セント・マークス教会での朗読会を偶然みた、ミュージシャンのマネージャーだったスティーブ・ポールが、パティにある重要なことを「気づかせ」ました。それは「レコード」でした。レコードをつくれば新たな境地が一気に開かれると。スティーブ・ポールは、当初はロックン・ロールをやれば成功すると話しを持ちかけたようですが、パティはミュージシャンになりたいわけではなかったので、その話しは断っています。

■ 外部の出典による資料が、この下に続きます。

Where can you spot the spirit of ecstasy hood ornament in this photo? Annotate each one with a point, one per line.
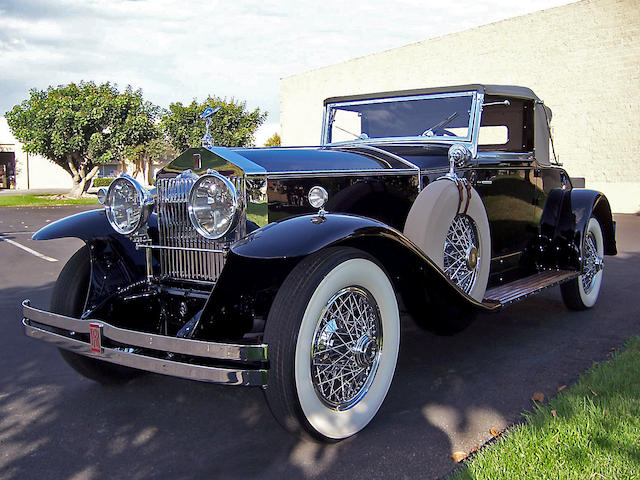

パティはまたふつうに書店で働きながら、音楽評論を「クリーム」誌に載せたり、アングラ劇で端役で出演したりしています。そしてもう一本の劇作『カウボーイ・マウス』をサム・シェパードと共作します。『カウボーイ・マウス』はオフ・オフ・ブロードウェイで上演されました。そして同時に出版に向け、「詩」の推敲を重ねてもいました。様々なベクトルが同期して動いていきます。
ブルー・オイスター・カルトのアラン・レニアーと知り合い、ロマンチックな関係に発展し、ブルー・オイスター・カルトの初期の曲を作詩するようになったのもこの頃のことです。再び、「詩」のすぐ近くに、それ以上に楽曲そのものの「詩」を書くことになっていきます。それは自分の作品のためでなく、恋人の楽曲のためでした。パティが何度も推敲し、磨きあげていた自作の詩に、サウンドをのせるようになるまではもうすぐの距離でした。